Unlike so many tribes near cities or in locations that attract large numbers of non-members, the remoteness and seasonal inaccessibility of our reservation has meant that our familial and societal structure has remained intact and strong. We have always lived in an unforgiving, even hostile, environment where everyone needs everyone else to survive. Thousands of years relying in countless ways on each other, with no one else around, has formed a bond and reverence for family and tribe that is rarely found any more in a modern, rootless world.
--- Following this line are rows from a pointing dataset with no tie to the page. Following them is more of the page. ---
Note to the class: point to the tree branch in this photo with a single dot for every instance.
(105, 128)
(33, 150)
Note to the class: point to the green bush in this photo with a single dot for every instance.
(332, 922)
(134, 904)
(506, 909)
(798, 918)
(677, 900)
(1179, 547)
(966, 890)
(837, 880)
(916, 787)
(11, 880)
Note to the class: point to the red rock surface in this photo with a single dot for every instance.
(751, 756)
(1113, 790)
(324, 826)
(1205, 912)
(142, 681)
When a Blackfeet meets another Blackfeet for the first time, the conversation quickly turns to “who is your father and mother, who are your grandparents?”
Perhaps the most important defining trait of the Blackfeet is generosity. This might seem odd for a people long known for aggressive ferocity in war and conquest and for, sadly, today having so many members struggling with the economic and social problems typical of all large, isolated reservations. But there is no inconsistency: Indians everywhere seem to have a genetic disposition to generosity, and that trait runs especially strong with the Blackfeet.
Now that you know a little more about us, don’t you think you should come visit?